The Central Canal in Broad Ripple diverts water to the Citizens White River Treatment Plant west of downtown. “Over two-thirds of Indianapolis residents get their water from the White River,” Gill says. “This astonishes people when they find out.”
Another improvement will save lives.
The U.S. Fish and Wildlife Service awarded Indianapolis a $750,000 grant to remove the Emrichsville Dam. It’s fallen into disrepair, threatening fish migration and causing drownings. In 2024, two kayakers died when the currents it creates pulled them under. “Just about every year, sadly, Indianapolis loses someone to that dam,” Gill says.
Wildlife is on the rebound.
Bald eagles nest along the waterway’s northern Marion County stretch (albeit not on the downtown banks).

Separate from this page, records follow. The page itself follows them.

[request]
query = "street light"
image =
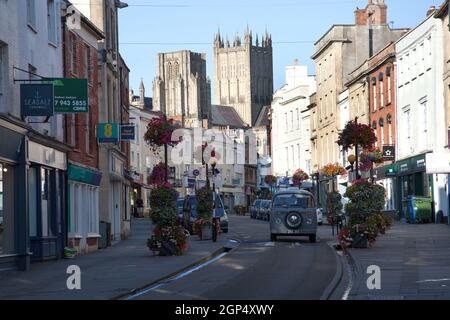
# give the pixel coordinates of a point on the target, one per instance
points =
(213, 164)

Everything from smallmouth bass to mink are making comebacks. “If you kayak, you see turtles piled up on logs,” Hoffmann says. “You can really have a natural experience, despite the human infrastructure all around the edges.”
We need more public boat launching spots.
In Marion County, they remain limited to Broad Ripple Park, Riverside Regional Park, and the Indy Arts Center’s Efroymson Riverfront Garden & Canoe Launch. But you don’t need your own equipment. Frank’s Paddlesports Livery in the Parks Alliance building at Riverside rents canoes, kayaks, and paddleboards. They also do group tours.
Belmont Beach is now a destination.
Over the last five years, a grassroots neighborhood group has revived it with picnic tables, fire rings, gardening workshops, and movie nights. But like everywhere else, diving into the water is strongly discouraged.